Pedia News

Artificial Intelligence


Artificial Intelligence
What is artificial inteligance?” you ask Google. To which it replies, “Did you mean artificial intelligence?” Of course you did. Meanwhile, in the 0.15 seconds it took you to realise your own stupidity, an intelligent machine has assembled 17,900,000 results for your consideration – including video, audio, historical records and the latest headlines – ordered by relevance and reliability. 20 years ago, this type of artificial intelligence would have been the stuff of science fiction, but now we simply call it ‘technology’.

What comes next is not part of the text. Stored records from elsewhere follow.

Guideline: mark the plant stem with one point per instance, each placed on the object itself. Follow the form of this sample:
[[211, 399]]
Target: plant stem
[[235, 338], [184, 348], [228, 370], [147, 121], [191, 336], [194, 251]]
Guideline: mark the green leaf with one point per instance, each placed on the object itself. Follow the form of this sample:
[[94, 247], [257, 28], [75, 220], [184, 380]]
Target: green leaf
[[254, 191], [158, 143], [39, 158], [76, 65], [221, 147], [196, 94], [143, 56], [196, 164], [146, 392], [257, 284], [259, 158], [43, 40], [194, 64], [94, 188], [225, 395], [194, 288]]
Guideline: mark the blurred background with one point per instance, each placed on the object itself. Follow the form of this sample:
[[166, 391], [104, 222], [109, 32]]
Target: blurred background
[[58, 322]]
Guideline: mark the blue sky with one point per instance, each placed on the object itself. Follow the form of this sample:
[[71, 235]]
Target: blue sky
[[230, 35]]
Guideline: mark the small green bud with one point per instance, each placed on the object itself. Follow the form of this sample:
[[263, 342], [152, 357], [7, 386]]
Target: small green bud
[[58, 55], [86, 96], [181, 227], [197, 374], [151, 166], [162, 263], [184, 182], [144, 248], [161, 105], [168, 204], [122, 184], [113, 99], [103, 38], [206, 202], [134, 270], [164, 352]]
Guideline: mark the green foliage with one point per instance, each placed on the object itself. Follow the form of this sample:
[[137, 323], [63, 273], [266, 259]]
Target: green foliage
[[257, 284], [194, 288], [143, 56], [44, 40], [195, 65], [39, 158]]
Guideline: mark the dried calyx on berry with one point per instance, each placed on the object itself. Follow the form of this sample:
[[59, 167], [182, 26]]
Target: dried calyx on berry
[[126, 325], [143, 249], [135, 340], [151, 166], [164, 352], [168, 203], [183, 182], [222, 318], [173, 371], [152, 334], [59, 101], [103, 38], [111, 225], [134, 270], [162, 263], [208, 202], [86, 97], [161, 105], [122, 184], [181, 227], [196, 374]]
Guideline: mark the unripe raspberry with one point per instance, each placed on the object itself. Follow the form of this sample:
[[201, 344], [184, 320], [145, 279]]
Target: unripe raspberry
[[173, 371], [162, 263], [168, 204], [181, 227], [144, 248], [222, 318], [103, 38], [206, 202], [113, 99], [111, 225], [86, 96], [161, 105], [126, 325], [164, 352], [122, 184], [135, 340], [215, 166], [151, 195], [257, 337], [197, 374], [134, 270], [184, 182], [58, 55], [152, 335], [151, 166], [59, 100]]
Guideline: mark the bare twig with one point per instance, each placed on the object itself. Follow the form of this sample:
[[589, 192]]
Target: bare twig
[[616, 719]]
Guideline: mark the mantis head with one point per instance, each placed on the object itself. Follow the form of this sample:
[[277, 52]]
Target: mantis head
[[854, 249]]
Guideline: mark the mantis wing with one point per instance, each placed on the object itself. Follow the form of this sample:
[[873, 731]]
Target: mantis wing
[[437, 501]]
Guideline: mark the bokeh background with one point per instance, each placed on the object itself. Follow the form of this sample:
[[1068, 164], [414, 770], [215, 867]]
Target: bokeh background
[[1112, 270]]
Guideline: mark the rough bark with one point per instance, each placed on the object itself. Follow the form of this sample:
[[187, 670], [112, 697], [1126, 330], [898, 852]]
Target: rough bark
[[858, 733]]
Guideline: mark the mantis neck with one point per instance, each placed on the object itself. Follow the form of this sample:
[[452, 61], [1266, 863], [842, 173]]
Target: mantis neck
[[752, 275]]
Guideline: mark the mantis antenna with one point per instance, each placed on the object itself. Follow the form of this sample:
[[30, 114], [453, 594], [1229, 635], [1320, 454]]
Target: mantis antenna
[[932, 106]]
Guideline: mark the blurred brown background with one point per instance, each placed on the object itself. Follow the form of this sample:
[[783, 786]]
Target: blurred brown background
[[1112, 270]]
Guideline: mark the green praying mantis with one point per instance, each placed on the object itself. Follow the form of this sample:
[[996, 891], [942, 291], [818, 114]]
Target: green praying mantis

Artificial intelligence began over 60 years ago as a philosophical question posed by the brilliant English mathematician Alan Turing: “Can machines think?” In 1955, the words ‘artificial intelligence’ first appeared in print in a proposal for a summer academic conference to study the hypothesis that “every aspect of learning or other feature of intelligence can in principle be so precisely described that a machine can be made to simulate it”.
Artificial Intelligence, Advanced Step in Innovative MObility

At its core, the science of AI is the quest to understand the very mechanisms of intelligence. Intelligence in humans or machines can be defined as the ability to solve problems and achieve goals. Computers, it turns out, are the ideal machines for the study of AI, because they are highly ‘teachable’. For half a century, researchers have studied cognitive psychology – how humans think – and attempted to write distinct mathematical formulas, or algorithms, that mimic the logical mechanisms of human intelligence.
Machines have proven extraordinarily intelligent, with highly logical problems requiring huge numbers of calculations. Consider Deep Blue, the chess playing computer from IBM that beat grandmaster Gary Kasparov using its brute processing strength to calculate a nearly infinite number of possible moves and countermoves. Alternatively, consider the everyday examples of astonishing AI, like the GPS navigation systems that come standard in many new cars. Speak the address of your destination and the on-board computer will interpret your voice, locate your precise location on the globe and give you detailed directions from Moscow to Madrid. Or even something as ‘simple’ as the spell check on your word processor, casually fixing your typos as you go.
And then there are AI machines that go far beyond the everyday, like robots. Today’s most extraordinary robotic machines are much more than logically intelligent; they’re also physically intelligent. Consider Stanley, the 100% autonomous vehicle that barrelled through the Mojave Desert to win the 2005 DARPA Grand Challenge. Stanley used GPS data to pinpoint its location, as well as laser-guided radar and video cameras to scan the distance for obstacles in real-time. Internal gyroscopes and inertial sensors feed constant streams of data into the on-board computer to control steering and acceleration.
The Honda ASIMO (Advanced Step in Innovative MObility) robot grabbed the world’s attention with its human-like walk, a feat of intelligent engineering. ASIMO uses infrared and ultrasonic sensors to gauge distances from floors, walls and moving objects, and constantly adjusts its balance and motion with 34 high-precision servo motors.
ASIMO’s processors are so lightningfast, you can shove the robot sideways in mid-stride and it will ‘instinctively’ throw its weight onto an outside foot to right itself. Perhaps the greatest achievements of artificial intelligence over the past half-century have been illustrated by the way that machines can intelligently process information. Google is just one example of intelligent information technology that can parse obscene amounts of data into useful information. Intelligent cell phone networks bounce packets of voice data along the most efficient path. Logistics software is the engine of global business, calculating the most efficient and profitable way to procure supplies, manufacturer and ship products around the world.
Credit card companies use intelligent software to analyse the buying patterns of millions of cardholders and identify the subtle red flags that signal fraud or theft. In the information age, we rely on these intelligent machines to make sense of streams of seemingly random data.
As processing power continues to multiply, we are coming closer to answering Turing’s original question: “Can machines think?” We are teaching machines to rely less on pure logic and more on probabilities and experience, what we might call ‘intuition’. They are able to pick things up quickly too!